Handles continuous, integer, and categorical hyperparameters natively
The bounds parameter accepts (min, max) tuples for continuous and integer ranges — if either bound is non-integer the algorithm treats the dimension as continuous, otherwise as integer. Categorical hyperparameters are passed as lists of choices. PSO handles categorical dimensions through a mutation mechanism; Pattern Search handles them through discrete polling directions. Mixed parameter spaces — combining floats, integers, and categoricals — are supported in a single optimizer call without any special configuration.
Convergence history enables transparent algorithm comparison
Both optimizePSO() and optimizePS() return Gbest_history — the best score found at every iteration — alongside the final best configuration and score. This makes it straightforward to plot convergence curves, compare how quickly each algorithm improves, and diagnose whether the search is still making progress or has effectively plateaued.
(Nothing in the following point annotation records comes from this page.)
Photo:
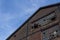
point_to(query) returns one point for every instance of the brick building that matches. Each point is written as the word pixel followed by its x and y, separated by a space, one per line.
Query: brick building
pixel 44 24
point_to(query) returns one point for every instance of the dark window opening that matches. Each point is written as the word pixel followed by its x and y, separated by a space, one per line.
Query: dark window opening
pixel 53 18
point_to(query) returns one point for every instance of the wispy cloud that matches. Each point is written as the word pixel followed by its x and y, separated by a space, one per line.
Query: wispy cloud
pixel 14 12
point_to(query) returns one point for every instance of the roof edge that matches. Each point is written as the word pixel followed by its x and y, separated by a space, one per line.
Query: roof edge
pixel 51 5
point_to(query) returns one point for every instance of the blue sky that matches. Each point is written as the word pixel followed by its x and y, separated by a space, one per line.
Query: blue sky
pixel 14 12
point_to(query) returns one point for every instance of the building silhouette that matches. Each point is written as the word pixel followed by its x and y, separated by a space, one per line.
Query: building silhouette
pixel 44 24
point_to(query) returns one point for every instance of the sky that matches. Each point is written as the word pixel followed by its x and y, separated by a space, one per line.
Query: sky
pixel 13 13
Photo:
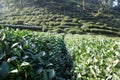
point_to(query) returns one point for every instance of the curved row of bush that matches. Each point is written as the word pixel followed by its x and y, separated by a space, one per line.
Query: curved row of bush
pixel 33 56
pixel 45 56
pixel 94 58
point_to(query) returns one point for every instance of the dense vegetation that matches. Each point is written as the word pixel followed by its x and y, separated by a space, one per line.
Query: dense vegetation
pixel 70 16
pixel 44 56
pixel 33 56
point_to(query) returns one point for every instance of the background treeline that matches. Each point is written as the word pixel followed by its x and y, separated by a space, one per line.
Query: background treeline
pixel 101 4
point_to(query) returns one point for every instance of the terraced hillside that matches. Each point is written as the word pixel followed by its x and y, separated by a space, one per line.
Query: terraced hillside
pixel 52 18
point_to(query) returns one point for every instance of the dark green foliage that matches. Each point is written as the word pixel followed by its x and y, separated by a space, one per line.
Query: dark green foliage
pixel 33 56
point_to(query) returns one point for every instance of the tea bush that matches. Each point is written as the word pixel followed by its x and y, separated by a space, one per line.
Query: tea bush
pixel 33 56
pixel 94 58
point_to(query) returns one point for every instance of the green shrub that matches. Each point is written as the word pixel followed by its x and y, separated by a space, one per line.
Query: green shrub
pixel 94 58
pixel 33 56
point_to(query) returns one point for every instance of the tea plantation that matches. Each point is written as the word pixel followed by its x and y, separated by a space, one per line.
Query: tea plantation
pixel 27 55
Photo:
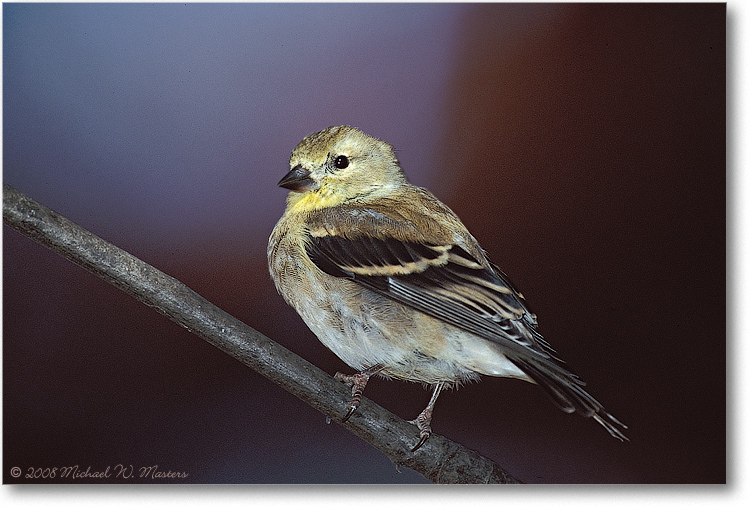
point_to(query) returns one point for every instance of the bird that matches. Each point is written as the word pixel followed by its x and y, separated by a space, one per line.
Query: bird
pixel 391 281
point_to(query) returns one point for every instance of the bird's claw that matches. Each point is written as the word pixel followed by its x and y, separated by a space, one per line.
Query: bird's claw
pixel 423 436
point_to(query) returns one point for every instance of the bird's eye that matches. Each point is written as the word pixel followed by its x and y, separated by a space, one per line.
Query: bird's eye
pixel 341 161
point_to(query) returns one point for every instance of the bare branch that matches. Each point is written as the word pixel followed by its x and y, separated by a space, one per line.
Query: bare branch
pixel 439 460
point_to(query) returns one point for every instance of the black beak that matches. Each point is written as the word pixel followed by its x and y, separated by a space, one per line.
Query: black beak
pixel 298 180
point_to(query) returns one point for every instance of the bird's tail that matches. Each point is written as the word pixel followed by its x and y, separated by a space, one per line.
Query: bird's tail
pixel 566 390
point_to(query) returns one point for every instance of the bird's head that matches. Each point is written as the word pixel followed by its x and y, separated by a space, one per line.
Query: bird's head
pixel 338 165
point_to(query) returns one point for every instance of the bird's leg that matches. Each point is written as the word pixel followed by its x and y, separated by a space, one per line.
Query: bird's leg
pixel 357 382
pixel 425 417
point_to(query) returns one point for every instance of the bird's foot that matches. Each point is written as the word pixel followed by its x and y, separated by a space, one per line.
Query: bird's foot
pixel 357 382
pixel 423 424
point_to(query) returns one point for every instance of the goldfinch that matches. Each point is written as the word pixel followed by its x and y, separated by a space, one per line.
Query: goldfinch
pixel 393 283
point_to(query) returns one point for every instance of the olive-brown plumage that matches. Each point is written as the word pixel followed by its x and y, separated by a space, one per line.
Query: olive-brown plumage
pixel 393 283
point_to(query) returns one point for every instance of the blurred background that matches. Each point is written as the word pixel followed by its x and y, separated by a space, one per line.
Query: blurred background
pixel 583 145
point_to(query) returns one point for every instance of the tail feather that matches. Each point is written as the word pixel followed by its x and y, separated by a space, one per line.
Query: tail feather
pixel 566 391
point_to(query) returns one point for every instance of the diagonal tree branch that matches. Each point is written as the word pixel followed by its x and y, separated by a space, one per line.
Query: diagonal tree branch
pixel 439 460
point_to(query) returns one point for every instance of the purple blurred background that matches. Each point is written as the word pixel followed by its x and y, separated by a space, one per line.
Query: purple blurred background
pixel 583 145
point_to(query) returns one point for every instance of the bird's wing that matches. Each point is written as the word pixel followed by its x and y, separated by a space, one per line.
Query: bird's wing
pixel 440 279
pixel 446 281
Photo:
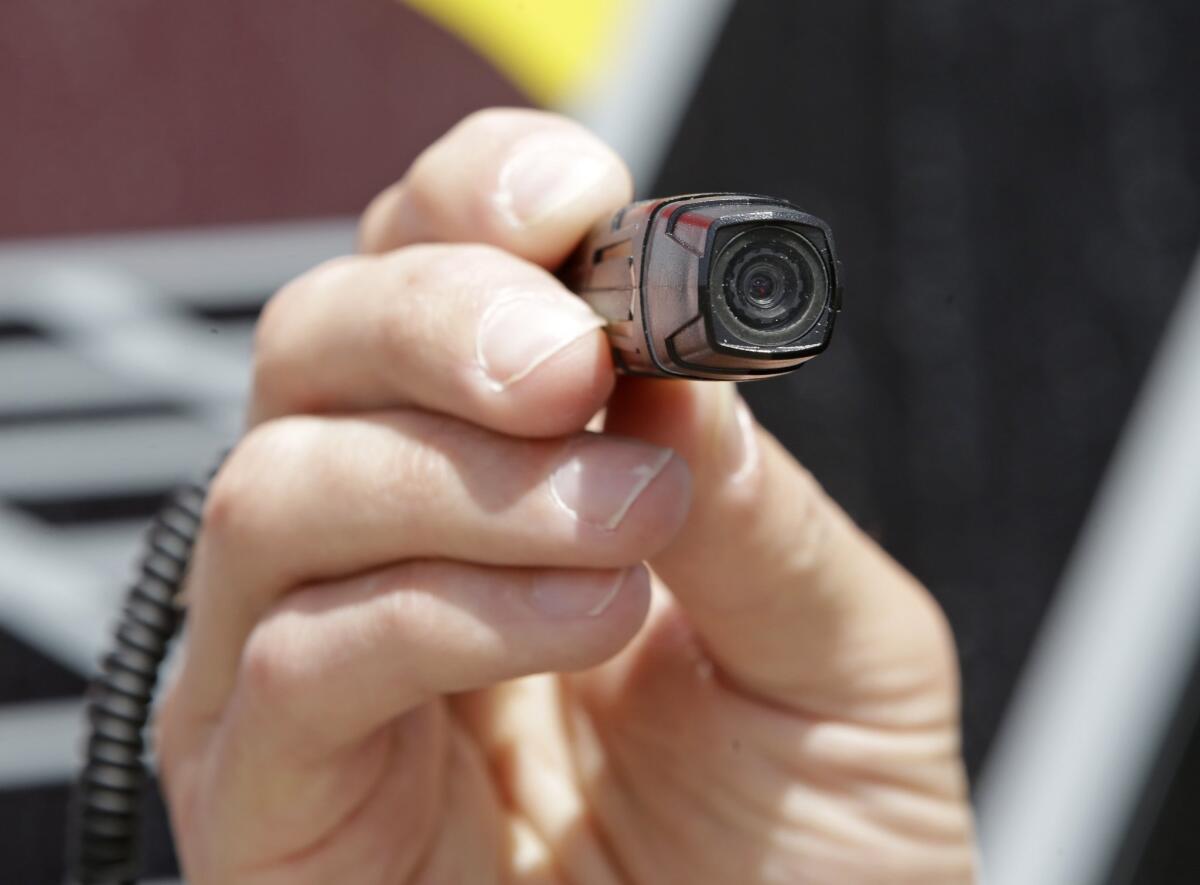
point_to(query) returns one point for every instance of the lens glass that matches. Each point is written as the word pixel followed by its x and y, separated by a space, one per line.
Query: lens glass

Running both algorithms on the same parameter space and comparing their histories provides a practical basis for algorithm selection on a given problem.
Applied in production — powering the OptiTree benchmarking framework
The package is used directly in OptiTree — a multi-model tree-based benchmarking framework that compares seven classifiers (Decision Tree, Random Forest, AdaBoost, Gradient Boosting, LightGBM, XGBoost, CatBoost) under PSO-tuned hyperparameters. OptiTree demonstrates the library's practical value: PSO-optimized configurations consistently outperformed default settings across all seven models, with all experiments logged in MLflow and best models serialized with joblib for downstream deployment.